Security drive came with hidden cost

12th July 1996 at 01:00
The bid to monitor student and staff satisfaction is gathering momentum but at one college it backfired reports Neil Merrick.

Managers at one of the country's largest colleges were stunned to hear students criticise a security system which was set up to prevent thefts and keep out intruders.

The remarks came at a sensitive time for East Berkshire College since its quality assurance systems were censured in a recent Further Education Funding Council inspection report. The college was setting up new management systems to improve quality at the time of the inspection and felt aggrieved by the report.

Security is top of the agenda for many big colleges. A security guard system with closed-circuit cameras has been introduced at other huge campuses such as South Birmingham and Sheffield. The move has followed concern over student safety and welfare and often has an eye on a forthcoming FEFC inspection.

But the policy misfired at East Berkshire when a significant minority of students complained of intrusion. "It's an invasion of privacy," said Tracy Statters a community worker who liaises with the student services department.

But the principal Ray Sinclair-Smith said he was not aware of any concerns about private security guards. "If that sort of complaint was made to me then action would be taken," he said.

Channels for such complaints are now in place as part of the wider quality assurance system at East Berkshire. But it is bound to take time to turn things round.

The college was created by the merger of three colleges with different management styles. It has about 5,000 full-time equivalent students.

Establishing a communications network to satisfy every student and the FEFC is a daunting task, as the hiccup in the security system illustrates.

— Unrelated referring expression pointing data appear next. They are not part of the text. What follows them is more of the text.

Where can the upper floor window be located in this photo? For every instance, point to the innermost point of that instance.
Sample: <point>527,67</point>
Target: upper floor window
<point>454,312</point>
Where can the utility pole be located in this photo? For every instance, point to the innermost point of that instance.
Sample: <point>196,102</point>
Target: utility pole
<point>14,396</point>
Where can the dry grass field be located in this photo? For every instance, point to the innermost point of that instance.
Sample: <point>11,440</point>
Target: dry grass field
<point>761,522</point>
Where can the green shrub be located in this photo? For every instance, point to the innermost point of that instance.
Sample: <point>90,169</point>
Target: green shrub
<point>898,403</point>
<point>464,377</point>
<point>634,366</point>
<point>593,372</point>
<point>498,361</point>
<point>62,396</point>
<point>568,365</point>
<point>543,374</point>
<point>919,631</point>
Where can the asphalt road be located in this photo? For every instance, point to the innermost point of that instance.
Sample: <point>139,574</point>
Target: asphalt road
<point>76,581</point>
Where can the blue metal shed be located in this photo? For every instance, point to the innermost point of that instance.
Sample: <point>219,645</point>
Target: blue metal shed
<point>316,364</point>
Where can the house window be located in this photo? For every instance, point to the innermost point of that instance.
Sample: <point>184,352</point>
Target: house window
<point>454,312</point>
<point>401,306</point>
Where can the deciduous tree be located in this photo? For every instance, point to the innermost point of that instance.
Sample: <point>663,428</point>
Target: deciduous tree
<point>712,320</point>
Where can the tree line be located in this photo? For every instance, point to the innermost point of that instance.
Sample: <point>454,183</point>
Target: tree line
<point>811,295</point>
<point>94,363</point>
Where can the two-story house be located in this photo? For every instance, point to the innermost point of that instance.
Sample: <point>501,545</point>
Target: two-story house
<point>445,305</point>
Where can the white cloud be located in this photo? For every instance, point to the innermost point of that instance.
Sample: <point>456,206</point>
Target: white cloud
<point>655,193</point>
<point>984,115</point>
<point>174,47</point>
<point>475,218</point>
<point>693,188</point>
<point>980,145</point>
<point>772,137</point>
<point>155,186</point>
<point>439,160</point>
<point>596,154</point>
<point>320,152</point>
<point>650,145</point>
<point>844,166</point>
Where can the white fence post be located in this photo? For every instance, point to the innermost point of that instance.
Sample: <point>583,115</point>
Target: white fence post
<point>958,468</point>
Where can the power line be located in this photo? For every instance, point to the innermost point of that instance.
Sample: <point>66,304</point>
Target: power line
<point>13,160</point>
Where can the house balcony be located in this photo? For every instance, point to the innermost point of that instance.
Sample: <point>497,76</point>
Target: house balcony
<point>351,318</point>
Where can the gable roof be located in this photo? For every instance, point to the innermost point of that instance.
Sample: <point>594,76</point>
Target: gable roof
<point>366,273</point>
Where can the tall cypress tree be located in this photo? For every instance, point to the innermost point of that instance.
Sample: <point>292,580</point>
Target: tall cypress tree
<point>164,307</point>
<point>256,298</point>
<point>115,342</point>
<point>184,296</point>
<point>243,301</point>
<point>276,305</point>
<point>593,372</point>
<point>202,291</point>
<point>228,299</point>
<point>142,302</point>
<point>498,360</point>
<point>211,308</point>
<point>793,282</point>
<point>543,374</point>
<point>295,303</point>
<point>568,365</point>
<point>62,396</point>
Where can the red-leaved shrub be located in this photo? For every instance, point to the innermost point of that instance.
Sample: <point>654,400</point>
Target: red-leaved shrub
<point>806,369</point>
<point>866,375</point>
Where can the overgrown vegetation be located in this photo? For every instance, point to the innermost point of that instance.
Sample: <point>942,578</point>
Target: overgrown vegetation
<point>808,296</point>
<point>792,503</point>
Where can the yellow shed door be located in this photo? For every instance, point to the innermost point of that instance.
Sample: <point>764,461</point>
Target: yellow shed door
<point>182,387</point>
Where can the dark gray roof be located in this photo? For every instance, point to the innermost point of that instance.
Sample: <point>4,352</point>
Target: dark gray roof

The college is trying to widen opportunities for students and staff to comment on the way the college is run. Rather than try to do everything from the centre, from next year, each site will have its own student committee and a separate staff liaison committee.

Annual surveys will run throughout the year to tease out weaknesses before they grow. The surveys will also aim to gather important information needed to assess the quality of courses.

Security is the type of issue which should be raised at the student consultative committee, says management. But performing arts student Robert Mesure seemed unaware of it. He had accused guards of interfering in students' lives. But he admitted: "A lot of people don't know about the mechanisms they've got for complaints."

The quality of teaching and support is praised by many students who say small changes could bring immense benefits in quality. "The teaching is good and tutors keep track of you in case you have a problem or need help," said Razia Rafiq, who is taking a general national vocational qualification in business.

Anyone dissatisfied with tutor response can contact the student services department and fill out a complaint form. Student services manager Jenny Chapman said: "The basic philosophy is to try and solve a problem as quickly as you can at source."

Part of the problem is with the students themselves. Robert Gray, a union representative for higher education access course students, said the general feeling was the college is well run. Security measures had already been discussed by the consultative committee, but he accepted not all students would be aware of what happened at meetings.

It is at this point that the old-style communications break down. While consultative meetings are dominated by topics such as car parking, the refectory and smoking, curriculum issues may only be challenged at meetings of course teams and boards of study.

Some of these are open to students but others are not. Mr Sinclair-Smith accepted that there was a lack of consistency across the college and said an action plan was in place to widen consultation.

"We have got to make students understand their representative role more clearly," he added.